The middle class is also very squeezed financially. According to the World Inequality Report, 2018, the world’s middle class, which contains “all the global 90 per cent of income groups in the United States and the European Union, are being financially squeezed. Meanwhile, the top one per cent grabbed twice as much of global wealth as the poorest 50 per cent of the world’s population.”

This is a political economy of poverty and social oppression.

Given these realities, at what point does there emerge the need to balance the scales of economic justice to achieve the general economic well-being for the whole society?

FIGHT FOR JUSTICE

Meanwhile, as the American 2020 general elections gather steam, progressive politicians such as Senators Bernie Saunders and Elizabeth Warren are leading the fight for political, social, and economic justice.

Bernie Saunders is a democratic socialist.
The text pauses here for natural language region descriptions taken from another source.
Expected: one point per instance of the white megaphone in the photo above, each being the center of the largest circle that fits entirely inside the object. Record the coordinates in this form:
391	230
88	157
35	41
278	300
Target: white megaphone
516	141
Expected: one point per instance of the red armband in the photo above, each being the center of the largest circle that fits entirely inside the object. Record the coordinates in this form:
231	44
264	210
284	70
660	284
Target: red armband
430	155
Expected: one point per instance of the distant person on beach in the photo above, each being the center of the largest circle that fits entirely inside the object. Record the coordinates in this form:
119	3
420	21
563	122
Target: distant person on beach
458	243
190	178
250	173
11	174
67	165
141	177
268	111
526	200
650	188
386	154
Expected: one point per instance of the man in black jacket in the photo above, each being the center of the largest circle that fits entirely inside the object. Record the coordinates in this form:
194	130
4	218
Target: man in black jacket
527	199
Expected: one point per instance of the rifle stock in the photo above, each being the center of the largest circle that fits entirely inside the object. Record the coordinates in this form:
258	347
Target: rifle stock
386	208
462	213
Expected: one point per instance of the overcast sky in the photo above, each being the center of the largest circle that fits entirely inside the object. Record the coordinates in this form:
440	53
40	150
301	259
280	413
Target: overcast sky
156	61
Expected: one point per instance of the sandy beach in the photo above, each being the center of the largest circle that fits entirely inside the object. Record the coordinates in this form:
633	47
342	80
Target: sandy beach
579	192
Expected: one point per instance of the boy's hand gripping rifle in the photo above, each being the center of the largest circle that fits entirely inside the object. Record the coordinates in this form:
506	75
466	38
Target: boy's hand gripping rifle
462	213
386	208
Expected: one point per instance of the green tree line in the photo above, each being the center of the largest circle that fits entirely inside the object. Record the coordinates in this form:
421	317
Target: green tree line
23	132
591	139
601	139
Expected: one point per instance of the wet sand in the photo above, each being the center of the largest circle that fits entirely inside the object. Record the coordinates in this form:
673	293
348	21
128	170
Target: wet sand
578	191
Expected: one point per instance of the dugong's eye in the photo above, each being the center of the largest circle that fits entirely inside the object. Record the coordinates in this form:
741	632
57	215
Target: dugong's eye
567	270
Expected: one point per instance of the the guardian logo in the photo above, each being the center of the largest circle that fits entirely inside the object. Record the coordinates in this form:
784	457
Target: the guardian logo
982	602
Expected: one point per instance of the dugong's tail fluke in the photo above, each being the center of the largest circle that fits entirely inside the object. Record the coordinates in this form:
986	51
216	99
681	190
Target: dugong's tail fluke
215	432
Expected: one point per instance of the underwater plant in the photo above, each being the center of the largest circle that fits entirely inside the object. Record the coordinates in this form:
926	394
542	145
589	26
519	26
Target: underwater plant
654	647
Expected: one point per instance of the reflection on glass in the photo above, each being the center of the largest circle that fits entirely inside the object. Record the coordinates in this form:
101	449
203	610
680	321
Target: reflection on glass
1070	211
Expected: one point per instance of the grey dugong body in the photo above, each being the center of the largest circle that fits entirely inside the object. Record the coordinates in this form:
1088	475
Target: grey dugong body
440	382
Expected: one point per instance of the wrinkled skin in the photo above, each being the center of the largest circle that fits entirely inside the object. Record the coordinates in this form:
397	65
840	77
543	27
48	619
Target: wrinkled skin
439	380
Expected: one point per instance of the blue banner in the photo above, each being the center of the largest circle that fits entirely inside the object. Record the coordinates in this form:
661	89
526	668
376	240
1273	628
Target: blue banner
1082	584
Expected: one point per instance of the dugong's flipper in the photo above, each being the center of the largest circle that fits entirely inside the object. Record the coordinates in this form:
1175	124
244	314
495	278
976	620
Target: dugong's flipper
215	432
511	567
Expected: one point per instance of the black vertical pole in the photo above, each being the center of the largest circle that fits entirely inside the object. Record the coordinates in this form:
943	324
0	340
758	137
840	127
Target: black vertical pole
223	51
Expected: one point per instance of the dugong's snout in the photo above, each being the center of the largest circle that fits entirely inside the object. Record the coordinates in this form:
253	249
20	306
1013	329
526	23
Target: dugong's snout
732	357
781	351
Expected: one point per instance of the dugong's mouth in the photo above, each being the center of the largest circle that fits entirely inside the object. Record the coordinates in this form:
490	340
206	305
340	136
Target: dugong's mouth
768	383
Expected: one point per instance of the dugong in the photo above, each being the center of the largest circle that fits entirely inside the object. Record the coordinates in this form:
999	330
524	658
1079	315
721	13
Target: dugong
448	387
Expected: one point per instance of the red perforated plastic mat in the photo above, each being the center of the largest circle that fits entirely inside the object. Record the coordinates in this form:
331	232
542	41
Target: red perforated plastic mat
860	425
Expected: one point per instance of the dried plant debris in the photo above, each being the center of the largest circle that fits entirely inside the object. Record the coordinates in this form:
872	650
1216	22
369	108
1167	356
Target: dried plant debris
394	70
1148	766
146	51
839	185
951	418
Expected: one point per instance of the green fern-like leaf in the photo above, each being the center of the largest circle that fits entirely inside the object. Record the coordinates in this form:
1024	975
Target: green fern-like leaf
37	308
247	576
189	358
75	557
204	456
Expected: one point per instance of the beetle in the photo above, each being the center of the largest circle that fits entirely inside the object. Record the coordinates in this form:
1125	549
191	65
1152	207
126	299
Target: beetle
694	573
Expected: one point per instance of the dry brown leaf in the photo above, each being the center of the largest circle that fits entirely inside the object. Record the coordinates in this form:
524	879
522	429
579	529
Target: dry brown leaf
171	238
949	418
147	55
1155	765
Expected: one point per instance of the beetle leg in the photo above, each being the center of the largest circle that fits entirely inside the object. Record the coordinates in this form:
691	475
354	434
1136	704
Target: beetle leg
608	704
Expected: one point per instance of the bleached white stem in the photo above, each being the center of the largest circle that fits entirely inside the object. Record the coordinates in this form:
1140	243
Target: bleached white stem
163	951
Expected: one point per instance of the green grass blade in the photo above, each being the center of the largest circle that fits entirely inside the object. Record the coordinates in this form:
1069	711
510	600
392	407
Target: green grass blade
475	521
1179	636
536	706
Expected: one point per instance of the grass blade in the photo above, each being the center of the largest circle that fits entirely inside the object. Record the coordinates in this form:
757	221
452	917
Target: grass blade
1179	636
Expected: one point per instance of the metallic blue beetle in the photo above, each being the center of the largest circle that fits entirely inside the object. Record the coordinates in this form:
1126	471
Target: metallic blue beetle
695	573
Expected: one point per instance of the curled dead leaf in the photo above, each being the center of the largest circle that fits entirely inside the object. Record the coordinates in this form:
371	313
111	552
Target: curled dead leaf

He is campaigning for some of the same type of egalitarian principles and policies that Michael Manley – and the People’s National Party under his leadership – once advocated for Jamaica.

The American democratic socialists are the progressive wing of the Democratic Party.

Political solutions advocated by these conscientious American social reformers include:

• Mobilising and educating citizens to get involved in the fight for social and economic justice.

• Fighting for a ‘living wage’ of US$15 per hour, which is twice the national minimum wage.

• Affordable, universal healthcare for the American underclass.

• Tuition-free college education up to a first degree.

• Progressive tax policies to make the rich share the national burden.

It is delusional, therefore, for Donald ‘The Great-Impeached’ Trump to boast that unemployment is low and the stock market is at a record high.

How does this help the 50 million Americans who go to bed hungry at night?

Many of these poverty-stricken souls forage for scraps of food in garbage dumpsters. That is extremely bad and sad for an extremely wealthy country.

That is just the very sad, sad, bitta truth!